McDowell: Linderman was a healer; that was the beauty of him. He was this, if you like, evil force with this power diametrically opposite to what he was, which made him very interesting. And maybe he'll be back. ... The door has been left open somewhat. When I left, they said to me, "Malcolm, just so you know, nobody ever dies forever on this."
McDowell: The door has been left open somewhat. When I left, they said to me, "Malcolm, just so you know, nobody ever dies forever on this."
MTV: Would you like to bring him back?
McDowell: If they said, "Would you come back?" I'd go in a heartbeat. ... I'd love to see him back.
MTV: Have you been keeping up with the show?
McDowell: Yes. ... I watched it last night.
MTV: So you know what happened to your boy Nathan Petrelli? Maybe Linderman could bring him back to the realm of the living?
McDowell: I don't know whether Linderman can stick his own eyes back in their sockets yet or fix his brain. We'll have to see. But he is a healer, so anything is possible.

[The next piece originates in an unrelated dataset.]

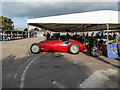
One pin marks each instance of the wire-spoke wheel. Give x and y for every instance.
(74, 48)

MTV: A new DVD for "Caligula" is coming out in October, and rumor has it that you've recorded a commentary track. After all these decades of despising the film, did you finally get a chance to let it rip?
McDowell: I pretty much did let it rip. ... They said to me, "Look, Helen Mirren did a track," and I went "Dame Helen Mirren did a track on 'Caligula'? Who am I to refuse?" I've got very ambivalent feelings about the film, unfortunately, because ["Penthouse" publisher/producer Bob] Guccione really behaved so badly. He stuck in porn and all that, and it doesn't seem to bother anybody else except me.
MTV: It must be a good feeling to record one of those tracks and be able to speak frankly for a change.
McDowell: Oh, of course! I'd say, "Oh my God! This is where Peter O'Toole [was drunk] and I had to prop him up!" It's a three-disc set, and it's the ultimate collector's item of all time.